Dossier : IMM-2373-18

Référence : 2019 CF 149

[TRADUCTION FRANÇAISE CERTIFIÉE, NON RÉVISÉE]

Toronto (Ontario), le 5 février 2019

En présence de monsieur le juge Diner

ENTRE :

SHARMILA VARATHARAJAH

demanderesse

et

LE MINISTRE DE L’IMMIGRATION, DES RÉFUGIÉS ET DE LA CITOYENNETÉ

défendeur

JUGEMENT ET MOTIFS

[1]  La Cour est saisie d’une demande de contrôle judiciaire à l’encontre de la décision par laquelle la Section de la protection des réfugiés (la SPR) de la Commission de l’immigration et du statut de réfugié (la Commission) a conclu que la demanderesse n’était ni une réfugiée au sens de la Convention ni une personne à protéger. L’analyse et la conclusion de la Commission présentent deux problèmes. D’abord, la Commission a commis une erreur dans son traitement d’un élément de preuve documentaire essentiel. Ensuite, elle a négligé de tenir compte de la crainte alléguée de la demanderesse d’être victime de persécution en tant que demanderesse d’asile déboutée de retour dans son pays, et n’a donc pas pris en compte une composante centrale de l’allégation de risque à cet égard.
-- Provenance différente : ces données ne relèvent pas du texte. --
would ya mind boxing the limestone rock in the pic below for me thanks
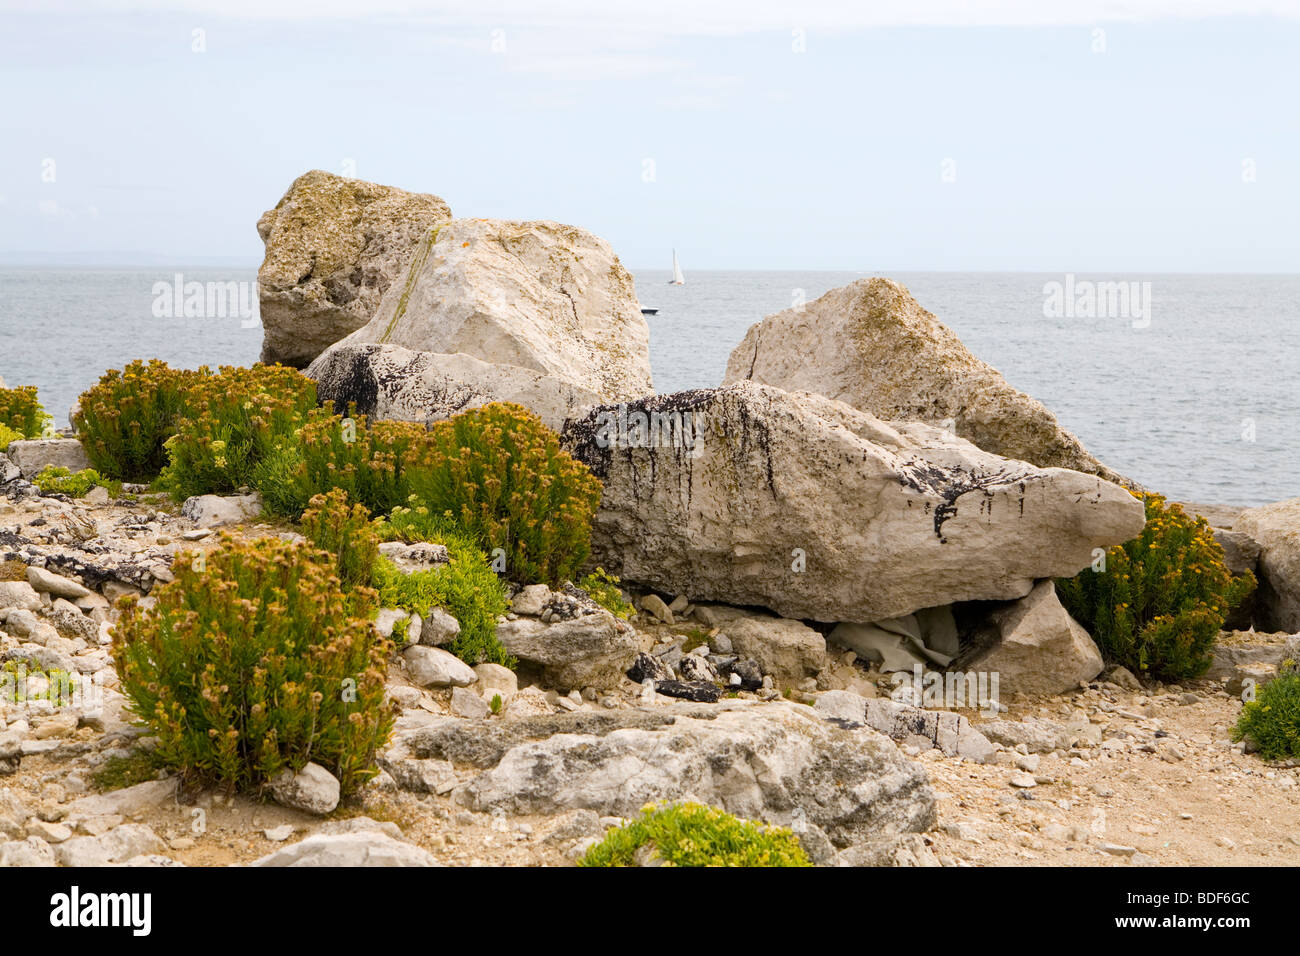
[56,824,165,866]
[510,584,552,617]
[834,832,942,867]
[836,696,997,763]
[63,778,178,823]
[626,651,672,684]
[331,217,652,401]
[26,565,91,600]
[958,580,1104,696]
[1104,665,1142,691]
[0,581,42,612]
[723,277,1125,483]
[372,608,410,641]
[472,663,518,704]
[451,701,935,846]
[1236,499,1300,631]
[6,439,89,479]
[403,646,477,688]
[562,382,1146,623]
[377,541,449,574]
[976,716,1098,753]
[417,607,461,647]
[719,614,826,683]
[0,836,56,867]
[180,493,262,528]
[1207,631,1297,684]
[450,686,491,719]
[268,762,341,815]
[496,611,637,691]
[1213,528,1261,577]
[306,343,603,434]
[638,593,674,625]
[252,830,441,867]
[257,170,453,367]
Par conséquent, je conclus que la Commission a commis une erreur et que la demande doit faire l’objet d’une nouvelle décision, comme je l’explique plus en détail ci-dessous, après un bref survol du contexte.

I.  Contexte

[2]  La demanderesse est une Tamoule originaire du district de Jaffna, dans le nord du Sri Lanka, qui prétend avoir été victime de persécution en tant que partisane présumée des Tigres de libération de l’Eelam tamoul (les TLET). Elle a quitté le Sri Lanka pour la première fois en 1991, et s’est enfuie par bateau en Inde, où elle a résidé sous un statut temporaire pendant 12 ans. Elle y a été détenue par les autorités indiennes, qui se méfient des Tamouls, puis renvoyée au Sri Lanka en 2003. En Inde, la demanderesse a appris à coudre, une compétence qui a, selon elle, attiré l’attention des TLET à son retour au Sri Lanka. Elle prétend que les TLET l’ont conduite dans un camp, où elle aurait été battue et forcée de travailler, après qu’elle a refusé de coudre leurs uniformes.
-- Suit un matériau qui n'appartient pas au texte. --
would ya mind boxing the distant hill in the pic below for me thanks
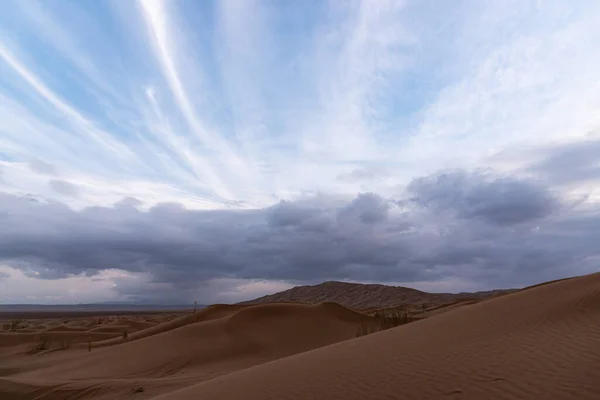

[3]  La demanderesse affirme qu’après la victoire de l’armée sri lankaise sur les TLET en 2009, les forces de sécurité et les personnes travaillant pour celles-ci ont continué à la harceler, à lui infliger des violences physiques, à l’intimider et à l’humilier. Elle prétend que les trois incidents suivants sont survenus :

  • en décembre 2011, elle a été arrêtée par l’armée, détenue pendant une journée, interrogée en raison de ses liens présumés avec les TLET et relâchée après que son père a payé un pot‑de‑vin;

  • en juin 2012, elle a été arrêtée par les forces de sécurité et conduite dans un camp, où elle a été interrogée en plus de subir des attouchements et d’être agressée sexuellement;

  • plus tard en juin 2012, trois soldats se sont présentés chez elle, et sa cousine et elle‑même ont été battues et agressées sexuellement. Par la suite, le Parti démocratique populaire de l’Eelam, qui était au courant de l’incident, lui a extorqué de l’argent et a menacé de révéler qu’elle avait aidé les TLET par le passé.
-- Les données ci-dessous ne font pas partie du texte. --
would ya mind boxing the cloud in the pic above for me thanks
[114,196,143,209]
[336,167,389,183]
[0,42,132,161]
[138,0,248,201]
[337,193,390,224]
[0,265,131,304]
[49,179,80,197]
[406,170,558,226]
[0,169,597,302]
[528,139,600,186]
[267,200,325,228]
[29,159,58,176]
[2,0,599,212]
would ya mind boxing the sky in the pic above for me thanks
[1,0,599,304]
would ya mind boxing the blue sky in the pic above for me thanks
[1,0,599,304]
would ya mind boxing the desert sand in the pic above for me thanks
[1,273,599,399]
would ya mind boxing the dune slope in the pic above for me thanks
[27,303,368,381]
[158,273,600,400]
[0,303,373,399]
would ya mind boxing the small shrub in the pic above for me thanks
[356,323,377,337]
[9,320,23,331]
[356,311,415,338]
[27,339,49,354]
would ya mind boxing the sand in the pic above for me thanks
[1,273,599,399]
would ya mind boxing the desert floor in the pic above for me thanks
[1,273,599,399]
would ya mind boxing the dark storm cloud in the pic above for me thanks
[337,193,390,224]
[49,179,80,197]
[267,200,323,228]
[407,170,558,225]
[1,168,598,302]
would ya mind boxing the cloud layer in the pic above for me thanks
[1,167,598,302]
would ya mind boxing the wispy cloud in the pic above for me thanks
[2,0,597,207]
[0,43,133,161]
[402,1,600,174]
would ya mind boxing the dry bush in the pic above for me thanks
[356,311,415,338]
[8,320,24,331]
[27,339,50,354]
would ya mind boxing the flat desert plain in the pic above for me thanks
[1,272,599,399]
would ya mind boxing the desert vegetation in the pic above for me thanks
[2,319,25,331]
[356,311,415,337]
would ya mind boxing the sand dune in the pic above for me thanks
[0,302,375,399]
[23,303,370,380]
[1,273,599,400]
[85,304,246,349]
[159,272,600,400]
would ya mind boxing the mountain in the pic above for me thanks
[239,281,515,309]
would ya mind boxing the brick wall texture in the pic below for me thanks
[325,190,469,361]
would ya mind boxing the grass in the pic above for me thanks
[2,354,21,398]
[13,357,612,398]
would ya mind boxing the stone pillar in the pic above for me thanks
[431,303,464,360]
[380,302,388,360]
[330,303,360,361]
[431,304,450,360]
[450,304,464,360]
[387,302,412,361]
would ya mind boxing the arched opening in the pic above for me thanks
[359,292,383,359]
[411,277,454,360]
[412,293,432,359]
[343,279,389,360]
II.  Décision de la Commission

[4]  Dans sa décision, la Commission a relevé des incohérences entre le témoignage oral de la demanderesse et son Formulaire de renseignements personnels (le FRP). Dans son FRP, la demanderesse a indiqué que sa cousine et elle avaient été agressées sexuellement en juin 2012 par trois militaires qui s’étaient présentés chez elle. Cependant, la Commission a constaté que, dans son témoignage oral, la demanderesse avait indiqué que les militaires l’avaient battue, sans jamais faire mention d’une agression sexuelle. La Commission a conclu que la demanderesse n’avait pas pu expliquer cette incohérence, et que son père, qui avait été appelé à témoigner à l’audience, « a[vait] admis, et sa déclaration a été consignée au dossier, que sa fille n’avait pas été victime d’agression sexuelle, contrairement à ce qu’elle prétend[ait] dans son FRP ».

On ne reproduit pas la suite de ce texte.